For the past three years, several hundred American military trainers have run the GSSOP (Georgia Sustainment and Stability Operations Program), which has trained over 5,000 Georgian troops, many for eventual service in Iraq. The trainers were American soldiers and marines, who imparted their combat experience to the Georgians. This was much appreciated, as Georgia aspires to membership in NATO. That requires the Georgian being able to achieve NATO standards in training and equipment. Georgia hoped to get into NATO by next year.

The U.S. trainers, usually a team of 70 Americans taking a 600 man Georgian infantry battalion through a 17 week training program, concentrate on combat subjects. Other training programs instructed support and staff troops.

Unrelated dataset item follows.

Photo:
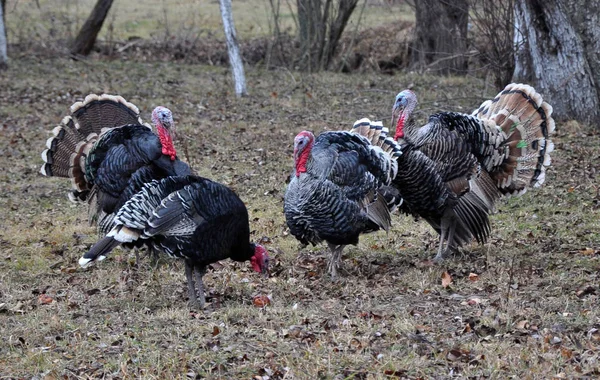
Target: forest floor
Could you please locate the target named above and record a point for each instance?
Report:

Georgia has been an active participant in peacekeeping operations since 1999, when they sent 200 troops to Kosovo, and kept troops there until the present. In 2003, 70 peacekeepers were sent to Iraq. The following year, 50 troops were sent to Afghanistan. In 2004, the Iraq contingent was increased to 300. That was increased to 850 in 2005. Last year, the Iraq force was increased to 2,000. The Georgians were highly regarded by troops they worked with on these peacekeeping missions.

Georgia has a population of about 4.6 million, and an active duty military of about 28,000 troops. Russia has a population of 142 million, and an active duty military of about a million personnel. The U.S. has been helping Georgia train and equip an army reserve force of about 100,000. Only about a fifth of that force has been organized so far. Georgia was hoping to develop a sufficient qualitative advantage to discourage the Russians.